16. Two childhood surgeries forced Sadie’s eyes into cosmetic alignment -- an outcome that made her look normal to other people, without addressing her underlying vision problems. Indeed, surgery made it harder for Sadie to later learn to see normally. Given how much adversity and discrimination people with misaligned eyes face, would you make the same decision for yourself or your child?
17. Why does Sadie object to cartoonists and animators using misaligned eyes as shorthand for derangement or stupidity? What other aspects of characters’ physical appearance do artists use to indicate their internal characteristics? Discussion Guide By Sadie Dingfelder
18. Susan Barry reports that learning to see in 3D actually changed how she thinks. As her world inflated, she noticed that her reasoning became less linier, and she became more able to imagine multiple things happening simultaneously. Can you recall a time when a shift in perspective or a new skill changed how you reason? How might changes in other senses, like hearing or touch, alter more abstract aspects of our thinking?
19. Have you personally experienced the U-shaped happiness curve, where people are happiest when they are young and old, and least happy at midlife? This tendency crosses socioeconomic, cultural and even species boundaries. What do you think is driving it?
20. Sadie’s dad harbors so much guilt -- even though Sadie and her brother turned out fine. If you’re a parent, do you have anything you still feel guilty about? Would confessing help you feel better? Do you have any questions you’d like to ask your parents, but you don’t want to imply criticism or make them feel bad?
21. What are some of the problems with trying to observe one’s own thoughts? Do you think introspection can ever be part of objective science?
22. How are scientists beginning to triangulate what we claim is going on in our own heads?
23. If you could beam into any person or creatures’ lived experience, what do you think it would be like? What might look (metaphorically or literally) different to you?

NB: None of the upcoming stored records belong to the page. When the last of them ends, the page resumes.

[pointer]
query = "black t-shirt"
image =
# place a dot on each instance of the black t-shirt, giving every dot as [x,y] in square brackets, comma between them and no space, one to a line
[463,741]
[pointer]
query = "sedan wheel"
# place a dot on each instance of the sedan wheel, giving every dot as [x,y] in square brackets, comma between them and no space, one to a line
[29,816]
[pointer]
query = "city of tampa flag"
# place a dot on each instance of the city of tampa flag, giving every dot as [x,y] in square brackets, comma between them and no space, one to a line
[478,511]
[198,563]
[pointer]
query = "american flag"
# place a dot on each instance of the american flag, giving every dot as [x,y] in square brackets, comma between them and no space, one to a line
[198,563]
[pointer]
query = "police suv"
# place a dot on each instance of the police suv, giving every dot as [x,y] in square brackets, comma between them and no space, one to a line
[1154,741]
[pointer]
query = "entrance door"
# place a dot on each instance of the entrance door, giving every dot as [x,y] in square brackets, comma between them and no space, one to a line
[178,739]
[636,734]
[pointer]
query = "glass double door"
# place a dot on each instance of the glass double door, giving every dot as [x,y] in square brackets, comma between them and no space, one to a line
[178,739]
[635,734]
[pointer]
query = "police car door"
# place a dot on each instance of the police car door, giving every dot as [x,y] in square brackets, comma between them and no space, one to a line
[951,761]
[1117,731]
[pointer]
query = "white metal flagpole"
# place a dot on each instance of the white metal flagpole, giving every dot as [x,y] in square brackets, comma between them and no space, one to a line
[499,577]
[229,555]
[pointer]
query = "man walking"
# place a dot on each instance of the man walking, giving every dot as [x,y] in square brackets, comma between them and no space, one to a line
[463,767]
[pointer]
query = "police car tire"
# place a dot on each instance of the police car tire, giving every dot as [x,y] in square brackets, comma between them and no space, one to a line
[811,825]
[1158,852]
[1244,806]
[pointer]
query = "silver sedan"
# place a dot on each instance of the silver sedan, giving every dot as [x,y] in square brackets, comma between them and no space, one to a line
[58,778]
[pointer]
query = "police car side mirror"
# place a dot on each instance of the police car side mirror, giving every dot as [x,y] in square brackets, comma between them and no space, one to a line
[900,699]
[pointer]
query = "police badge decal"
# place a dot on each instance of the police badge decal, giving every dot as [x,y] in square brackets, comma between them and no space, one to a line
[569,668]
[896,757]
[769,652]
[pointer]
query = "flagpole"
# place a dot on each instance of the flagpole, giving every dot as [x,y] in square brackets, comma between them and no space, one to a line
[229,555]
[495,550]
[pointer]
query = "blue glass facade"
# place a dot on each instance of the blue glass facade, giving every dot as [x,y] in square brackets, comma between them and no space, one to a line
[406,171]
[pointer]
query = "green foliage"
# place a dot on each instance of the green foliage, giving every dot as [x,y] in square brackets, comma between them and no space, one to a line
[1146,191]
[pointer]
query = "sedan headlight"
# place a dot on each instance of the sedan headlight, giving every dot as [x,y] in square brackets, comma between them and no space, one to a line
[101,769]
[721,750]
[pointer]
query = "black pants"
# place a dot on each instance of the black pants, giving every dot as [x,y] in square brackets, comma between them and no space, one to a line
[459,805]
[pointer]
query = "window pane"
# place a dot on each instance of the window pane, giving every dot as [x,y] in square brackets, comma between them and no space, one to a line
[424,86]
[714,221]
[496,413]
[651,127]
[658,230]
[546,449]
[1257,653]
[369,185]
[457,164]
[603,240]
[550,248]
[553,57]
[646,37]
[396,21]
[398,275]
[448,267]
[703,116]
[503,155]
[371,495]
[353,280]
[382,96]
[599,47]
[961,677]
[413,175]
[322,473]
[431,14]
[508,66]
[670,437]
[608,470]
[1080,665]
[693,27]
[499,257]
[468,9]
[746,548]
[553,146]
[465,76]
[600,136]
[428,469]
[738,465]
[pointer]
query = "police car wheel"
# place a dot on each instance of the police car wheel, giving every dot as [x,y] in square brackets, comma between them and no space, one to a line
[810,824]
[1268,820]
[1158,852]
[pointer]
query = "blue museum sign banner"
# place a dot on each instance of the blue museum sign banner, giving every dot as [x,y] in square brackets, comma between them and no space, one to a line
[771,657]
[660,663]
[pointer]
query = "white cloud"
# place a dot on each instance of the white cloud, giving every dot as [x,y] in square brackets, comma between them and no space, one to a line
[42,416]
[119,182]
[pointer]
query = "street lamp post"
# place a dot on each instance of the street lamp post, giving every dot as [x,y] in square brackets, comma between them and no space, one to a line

24. Why do even great philosophers often fall prey to the trap of assuming that their conscious experience is basically the same as everyone else’s? How does this relate to the parable of the fish?
25. Sadie always thought that people were being 100% metaphorical when they suggested things like visualizing and counting sheep to get to sleep. What does this tell us about the limitations or challenges of using language to convey mental or sensory experiences? How is Russell Hurlburt attempting to overcome this issue? Discussion Guide By Sadie Dingfelder
26. Hurlburt has found that most people split their time between five different styles of thinking: inner seeing, inner hearing, feeling emotions, sensory experience and unsymbolized thought. However, there are tons of individual differences, and you can do any number of these things simultaneously. How busy is your inner life? Do you think it’s more or less clamorous than average? (If you want to try out Descriptive Experience Sampling, Hurlburt’s app, iPromptU, is available for free in the Apple app store.)
27. Can Sadie blame SDAM or aphantasia for the fact that she failed to see obviousin-retrospect signs that her boyfriends were cheating on her, or is this just the classic problem of love making you blind?
28. A year after learning to drive, Sadie is still using her “student driver” signs. Is it OK for her to ask other people to hold her to a lower standard? Should she get “stereoblind driver” signs instead?
29. SDAM and aphantasia are two closely related, overlapping phenomenon, and yet people seem to see SDAM as tragedy -- something that limits their enjoyment of life -- while aphantasia is largely seen as a difference rather than a disability. Why do you think this is? What does it say about the power of language and the problem with labels?
30. At the beginning of the book, Sadie discovers that she’s a faceblind reporter. At the end, she learns that she is also an amnesiac memoirist! How do her conditions help or hinder her in her professional life?